LABYRINTH is the term used when there is only one fixed, or unicursal, path to the center.
A MAZE, on the other hand, refers to a multicursal path that may contain dead ends or different ways to reach the center, and where the possibility always exists to become lost within.
For example, the structure built by Daedalus to hold the minotaur in Ancient Greek mythology has usually been referred to as a labyrinth, but today we might all this a maze, as it was clearly multicursal, with many complex paths and dead ends meant to trap the minotaur.
The unicursal labyrinth is powerful symbol of spiritual transformation. The labyrinth was a symbol which combined the circle and the spiral into one symbol of wholeness.

To move from the outside starting point of the labyrinth to the center, and then back again, is symbolic of the spiritual journey to the center of the self and beyond.
I found a lot of insight into the symbols of the maze and the labyrinth in the words Marion Woodman, renowned author and Jungian analyst:
“A maze is a puzzle to be solved. It has dead ends. You may get lost in a maze. You run into a minotaur and be killed.”

Like Woodman, I spent many years of my life feeling like I was trapped in a mazed, living as if in fear of a deadly minotaur, and confronting dead end after useless dead end.
“A labyrinth looks superficially like a maze, but it’s different. There are no dead ends, no traps. There is only one path, and it takes you by a circuitous route to the center.”

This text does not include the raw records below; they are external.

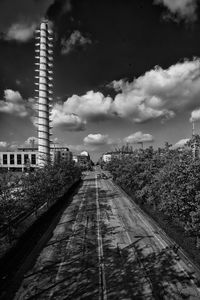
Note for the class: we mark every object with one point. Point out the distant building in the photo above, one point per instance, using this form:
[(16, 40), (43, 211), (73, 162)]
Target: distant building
[(27, 158), (107, 157)]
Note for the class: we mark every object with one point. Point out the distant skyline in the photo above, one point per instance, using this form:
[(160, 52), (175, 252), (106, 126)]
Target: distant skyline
[(124, 71)]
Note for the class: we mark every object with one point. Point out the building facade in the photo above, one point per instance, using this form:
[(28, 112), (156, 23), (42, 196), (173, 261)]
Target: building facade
[(28, 158)]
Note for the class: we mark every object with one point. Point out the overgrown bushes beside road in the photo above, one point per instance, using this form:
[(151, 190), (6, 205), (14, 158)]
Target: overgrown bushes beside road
[(166, 181), (26, 194)]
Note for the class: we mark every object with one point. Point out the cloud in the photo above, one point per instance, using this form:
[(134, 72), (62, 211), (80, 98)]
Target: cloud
[(91, 106), (14, 104), (65, 120), (181, 9), (195, 115), (75, 40), (96, 139), (180, 143), (138, 137), (157, 94), (21, 32)]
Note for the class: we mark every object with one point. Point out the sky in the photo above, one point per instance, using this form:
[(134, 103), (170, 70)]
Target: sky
[(125, 71)]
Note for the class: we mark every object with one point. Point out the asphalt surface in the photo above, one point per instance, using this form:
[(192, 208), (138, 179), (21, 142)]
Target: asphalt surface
[(104, 247)]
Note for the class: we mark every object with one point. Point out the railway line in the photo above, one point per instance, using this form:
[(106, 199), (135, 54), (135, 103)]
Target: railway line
[(104, 247)]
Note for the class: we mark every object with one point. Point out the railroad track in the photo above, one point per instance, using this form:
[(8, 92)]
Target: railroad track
[(40, 290), (163, 244)]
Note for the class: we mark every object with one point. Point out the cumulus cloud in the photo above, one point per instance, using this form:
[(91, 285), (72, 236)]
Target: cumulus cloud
[(65, 120), (181, 9), (159, 93), (138, 137), (96, 139), (75, 40), (91, 106), (21, 32), (13, 103), (180, 143)]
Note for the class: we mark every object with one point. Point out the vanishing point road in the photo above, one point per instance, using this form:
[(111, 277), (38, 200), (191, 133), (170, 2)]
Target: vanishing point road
[(104, 247)]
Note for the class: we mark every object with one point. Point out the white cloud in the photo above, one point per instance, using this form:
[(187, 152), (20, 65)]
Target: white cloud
[(96, 139), (181, 9), (3, 144), (65, 120), (180, 143), (75, 40), (195, 115), (21, 32), (13, 103), (91, 106), (139, 137), (158, 94)]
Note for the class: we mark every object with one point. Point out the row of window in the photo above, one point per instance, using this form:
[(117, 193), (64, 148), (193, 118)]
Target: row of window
[(19, 159)]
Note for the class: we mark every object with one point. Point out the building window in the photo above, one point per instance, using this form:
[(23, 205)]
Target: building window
[(5, 159), (33, 159), (12, 159), (19, 159), (26, 159)]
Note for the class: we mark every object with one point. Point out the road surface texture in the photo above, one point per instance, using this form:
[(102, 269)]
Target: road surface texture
[(105, 248)]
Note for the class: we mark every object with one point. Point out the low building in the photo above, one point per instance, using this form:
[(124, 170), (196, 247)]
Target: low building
[(107, 157), (18, 160), (27, 158)]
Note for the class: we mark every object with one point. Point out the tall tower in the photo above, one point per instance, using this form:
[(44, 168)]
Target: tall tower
[(44, 63)]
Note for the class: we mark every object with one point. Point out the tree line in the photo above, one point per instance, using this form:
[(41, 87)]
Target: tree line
[(167, 180), (25, 194)]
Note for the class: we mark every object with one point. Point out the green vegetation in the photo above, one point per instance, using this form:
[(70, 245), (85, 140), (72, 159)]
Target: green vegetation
[(166, 184), (22, 195)]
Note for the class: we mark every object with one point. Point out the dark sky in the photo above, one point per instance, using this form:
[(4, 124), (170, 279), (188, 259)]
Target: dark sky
[(104, 40)]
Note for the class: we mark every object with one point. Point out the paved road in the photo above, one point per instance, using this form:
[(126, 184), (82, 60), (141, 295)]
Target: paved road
[(104, 248)]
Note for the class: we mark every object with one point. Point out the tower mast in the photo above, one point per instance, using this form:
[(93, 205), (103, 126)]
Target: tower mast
[(44, 63)]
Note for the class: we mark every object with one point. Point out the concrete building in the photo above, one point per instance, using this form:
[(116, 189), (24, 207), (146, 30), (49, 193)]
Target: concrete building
[(18, 160), (107, 157), (28, 158)]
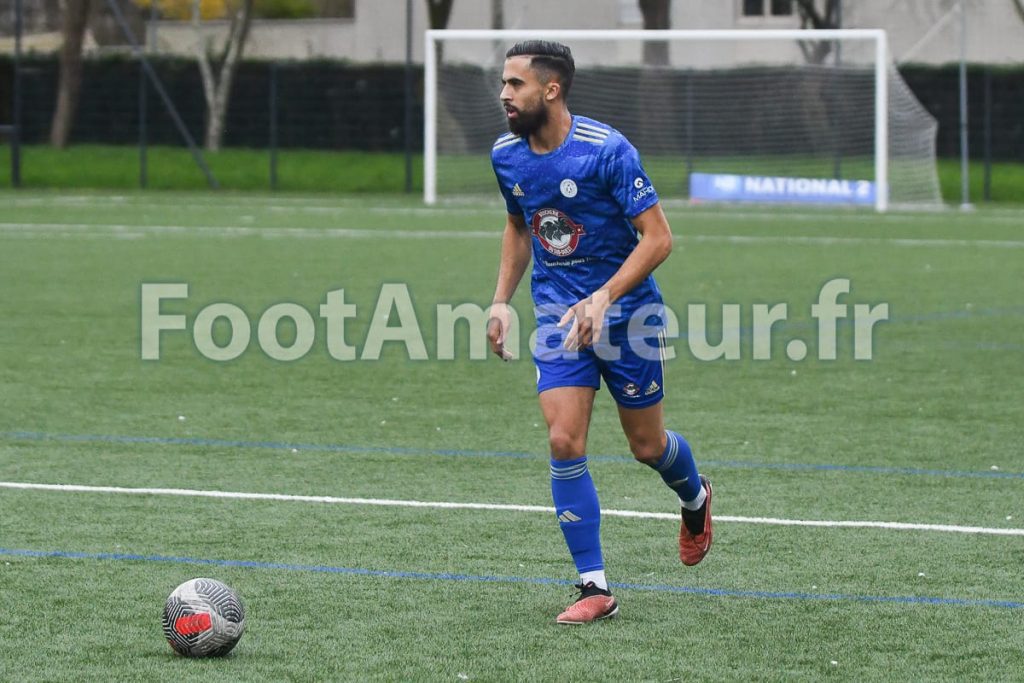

In her own life, Woodman found that when she at last confronted her deepest fears and faced death, she was also able to realize the perfection of her life experience and see the purpose of her path.
“I was finally able to surrender to life, because at long last I KNEW there was a center and that if I kept listening, opening, and walking forward, my path would lead me to that center.”
I am finding that the same is true for me. I am going to keep walking. I know the center is there, ever present, just waiting for me to open my eyes to it.